3D printing is an indispensable technology in modern life and is widely used in aerospace, exoskeleton, and architecture. The increasing accuracy requirements of 3D printed objects in these fields require high-precision measurement methods to obtain accurate data. Based on the precision measurement requirements, in this study, a fast multifrequency phase unwrapping method based on 3D printing object appearance acquisition is proposed. By performing standard image acquisition of 3D printed objects that are not limited to materials and sampling locations, the surface shape and texture details of the objects can be accurately reconstructed using this method, independent of ambient light, with high robustness. Compared with the conventional multifrequency method, the required projection pattern is reduced from 12 to 9 and the overall measurement efficiency is improved by 25%, while maintaining the advantages of the independent pixel calculation method of the multifrequency method. In addition, the effectiveness of the method is experimentally verified by complex surface reconstruction experiments and plaster model experiments, which provide accurate measurement accuracy with high efficiency and precision. Therefore, the method can provide accurate measurements for 3D printed objects.

查看原文

微信好友朋友圈 QQ好友复制链接

本刊更多论文

基于3D打印物体外观获取的快速多频相位展开方法

3D打印是现代生活中不可或缺的技术，广泛应用于航空航天、外骨骼和建筑领域。这些领域对3D打印对象的精度要求越来越高，需要高精度的测量方法来获得准确的数据。基于精度测量要求，本研究提出了一种基于3D打印物体外观采集的快速多频相位展开方法。通过对3D打印物体进行不受材料和采样位置限制的标准图像采集，该方法可以独立于环境光，准确地重建物体的表面形状和纹理细节，具有较高的鲁棒性。与传统的多频方法相比，所需的投影模式从12个减少到9个，整体测量效率提高了25%，同时保持了多频方法独立像素计算方法的优点。此外，通过复杂表面重建实验和石膏模型实验验证了该方法的有效性，提供了准确的测量精度，具有较高的效率和精度。因此，该方法可以为3D打印对象提供精确的测量。

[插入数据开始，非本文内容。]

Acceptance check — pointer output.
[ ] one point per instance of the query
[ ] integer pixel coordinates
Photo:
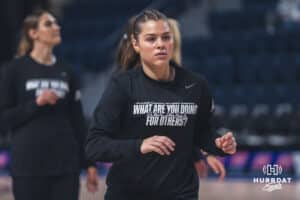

本文章由计算机程序翻译，如有差异，请以英文原文为准。

求助全文

约1分钟内获得全文去求助

来源期刊

3D Printing and Additive Manufacturing Materials Science-Materials Science (miscellaneous)

CiteScore

6.00

自引率

6.50%

发文量

126

期刊介绍： 3D Printing and Additive Manufacturing is a peer-reviewed journal that provides a forum for world-class research in additive manufacturing and related technologies. The Journal explores emerging challenges and opportunities ranging from new developments of processes and materials, to new simulation and design tools, and informative applications and case studies. Novel applications in new areas, such as medicine, education, bio-printing, food printing, art and architecture, are also encouraged. The Journal addresses the important questions surrounding this powerful and growing field, including issues in policy and law, intellectual property, data standards, safety and liability, environmental impact, social, economic, and humanitarian implications, and emerging business models at the industrial and consumer scales.